Trump Builds Spectacular Wall… of Worry (DBC,QQQ)
You gotta hand it to the guy.
With all his extreme plans and revolutionary positions and bombing raids and war on the media and threats of more; with all the brouhaha he’s created among fellow Republicans in Congress and the apparent fallout with his closest advisors and even his core constituency; with the game of chicken he’s apparently decided to play with the Spending Bill, with Obamacare and North Korea and Russia and Paul Ryan…
With all that…
One would think that everyone and his sister would be fleeing Dodge on the first coach out – and taking their investments with them!
All the hullabaloo has managed only to goose the markets in a way absolutely no one expected half a year ago, leading to one of the most prolific climbs in stock market history, and certainly the best jump in any post-election period this country has known.
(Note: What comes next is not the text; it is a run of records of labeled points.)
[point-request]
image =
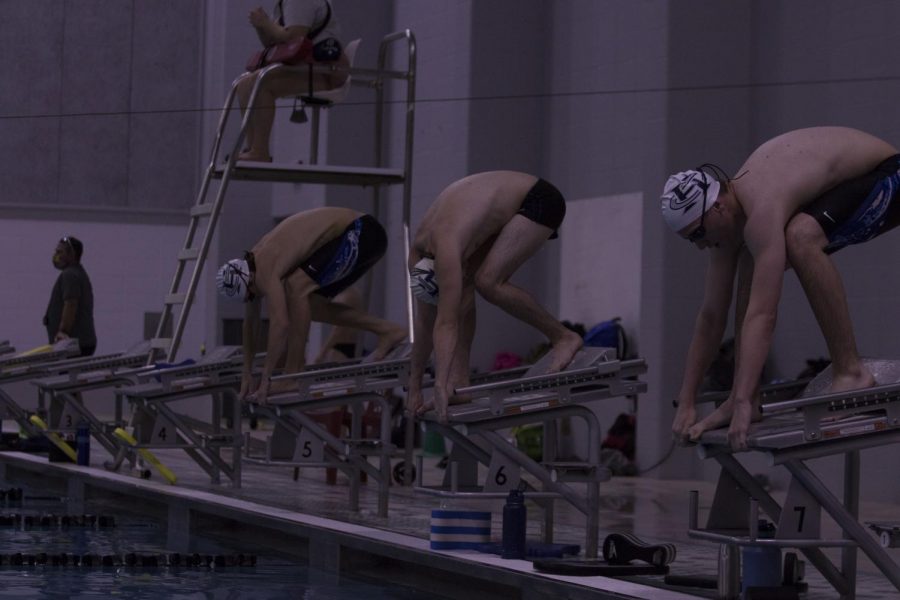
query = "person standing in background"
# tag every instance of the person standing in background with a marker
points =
(70, 312)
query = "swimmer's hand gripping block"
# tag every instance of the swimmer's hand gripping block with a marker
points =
(54, 437)
(146, 455)
(37, 350)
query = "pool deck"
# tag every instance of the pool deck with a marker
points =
(313, 519)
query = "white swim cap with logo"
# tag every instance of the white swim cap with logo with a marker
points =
(423, 283)
(682, 199)
(232, 279)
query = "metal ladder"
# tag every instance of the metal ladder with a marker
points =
(204, 214)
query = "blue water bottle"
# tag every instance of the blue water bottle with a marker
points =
(761, 564)
(514, 519)
(83, 443)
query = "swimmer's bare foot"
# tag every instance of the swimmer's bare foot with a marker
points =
(716, 419)
(388, 341)
(254, 157)
(852, 381)
(564, 351)
(724, 415)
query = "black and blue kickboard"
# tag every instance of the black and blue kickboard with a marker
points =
(535, 549)
(585, 567)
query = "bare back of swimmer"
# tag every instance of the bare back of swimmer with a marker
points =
(772, 215)
(299, 267)
(475, 235)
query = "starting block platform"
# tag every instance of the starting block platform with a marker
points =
(300, 440)
(815, 424)
(509, 399)
(55, 359)
(157, 424)
(61, 397)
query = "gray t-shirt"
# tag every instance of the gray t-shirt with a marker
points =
(309, 13)
(73, 284)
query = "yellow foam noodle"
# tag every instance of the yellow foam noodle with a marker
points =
(148, 456)
(54, 438)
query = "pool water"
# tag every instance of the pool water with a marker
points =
(273, 577)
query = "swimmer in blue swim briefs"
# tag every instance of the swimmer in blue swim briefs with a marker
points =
(796, 199)
(299, 267)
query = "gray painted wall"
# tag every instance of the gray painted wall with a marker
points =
(100, 102)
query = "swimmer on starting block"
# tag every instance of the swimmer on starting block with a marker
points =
(300, 266)
(477, 233)
(798, 198)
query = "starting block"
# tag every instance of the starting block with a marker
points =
(815, 424)
(888, 533)
(500, 401)
(298, 440)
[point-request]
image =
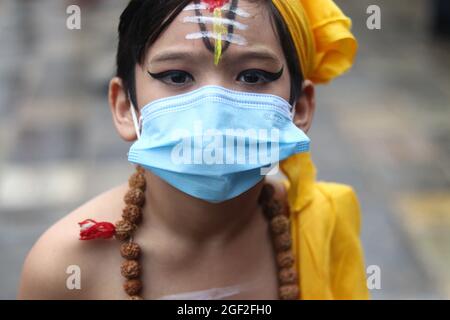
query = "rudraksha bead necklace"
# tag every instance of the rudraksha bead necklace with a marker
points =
(276, 212)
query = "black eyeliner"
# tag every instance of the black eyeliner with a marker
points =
(271, 76)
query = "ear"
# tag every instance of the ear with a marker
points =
(120, 108)
(305, 107)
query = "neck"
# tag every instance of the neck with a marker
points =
(198, 221)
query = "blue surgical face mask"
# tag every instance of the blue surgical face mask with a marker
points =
(213, 143)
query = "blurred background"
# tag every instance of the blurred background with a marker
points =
(384, 128)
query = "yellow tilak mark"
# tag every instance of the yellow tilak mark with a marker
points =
(218, 29)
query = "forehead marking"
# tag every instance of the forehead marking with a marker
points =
(223, 28)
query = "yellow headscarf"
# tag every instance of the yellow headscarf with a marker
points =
(321, 35)
(326, 49)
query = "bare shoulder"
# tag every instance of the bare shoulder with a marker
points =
(59, 253)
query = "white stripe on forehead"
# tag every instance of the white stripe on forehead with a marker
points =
(227, 7)
(214, 20)
(232, 38)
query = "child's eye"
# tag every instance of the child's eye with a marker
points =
(256, 76)
(173, 77)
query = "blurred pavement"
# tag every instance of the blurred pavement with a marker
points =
(384, 128)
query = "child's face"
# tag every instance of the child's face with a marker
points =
(181, 60)
(251, 61)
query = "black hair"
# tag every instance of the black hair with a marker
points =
(143, 21)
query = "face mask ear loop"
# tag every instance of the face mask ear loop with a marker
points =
(136, 123)
(293, 111)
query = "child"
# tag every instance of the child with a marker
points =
(214, 95)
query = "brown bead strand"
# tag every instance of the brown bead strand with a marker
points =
(276, 213)
(132, 215)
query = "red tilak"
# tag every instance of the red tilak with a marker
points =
(215, 4)
(91, 229)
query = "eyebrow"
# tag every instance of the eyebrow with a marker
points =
(166, 56)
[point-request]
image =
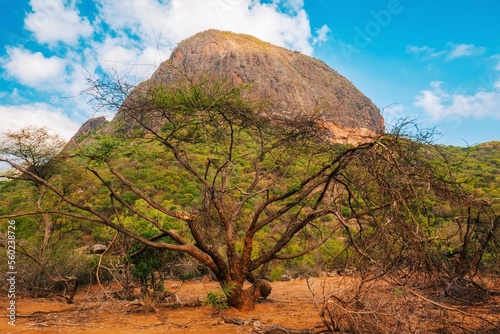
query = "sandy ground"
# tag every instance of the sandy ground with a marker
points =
(289, 305)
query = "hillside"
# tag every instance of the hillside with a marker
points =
(209, 171)
(296, 86)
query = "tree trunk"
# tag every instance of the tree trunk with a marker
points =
(245, 299)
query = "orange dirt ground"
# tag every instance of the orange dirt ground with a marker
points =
(289, 305)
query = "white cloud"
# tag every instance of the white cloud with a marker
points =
(55, 21)
(322, 34)
(130, 37)
(465, 50)
(164, 24)
(38, 114)
(452, 51)
(424, 51)
(33, 69)
(439, 104)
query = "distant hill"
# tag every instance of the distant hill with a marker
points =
(296, 85)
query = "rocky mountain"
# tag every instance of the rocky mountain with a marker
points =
(295, 84)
Was it always the plan to sow confusion and unpredictability in order to stimulate the markets?
Not likely. But it’s happened all the same, and our feeling is that there’s a whole lot more to come:
- On the part of the new president, because he seems to enjoy the atmosphere of havoc and the role of iconoclast that he and others have cast him in, and
- On the part of the markets, which always respond well to a backdrop of widespread anxiety and foreboding.
Matt McAbby is the funniest man alive – EVER!
So what’s that got to do with the price of iron ore in China?
Glad you asked.
The market’s rise has been putting pressure on the commodities. The breakdown in the iron ore market over the last month (seen below) is symptomatic of an over enthused speculative cohort, that bid up prices post-election in anticipation of massive infrastructure budgets and the possibility of trade wars with China, Mexico, Canada and potentially others. That, along with a growing iron ore supply glut, eventually led traders to take profits.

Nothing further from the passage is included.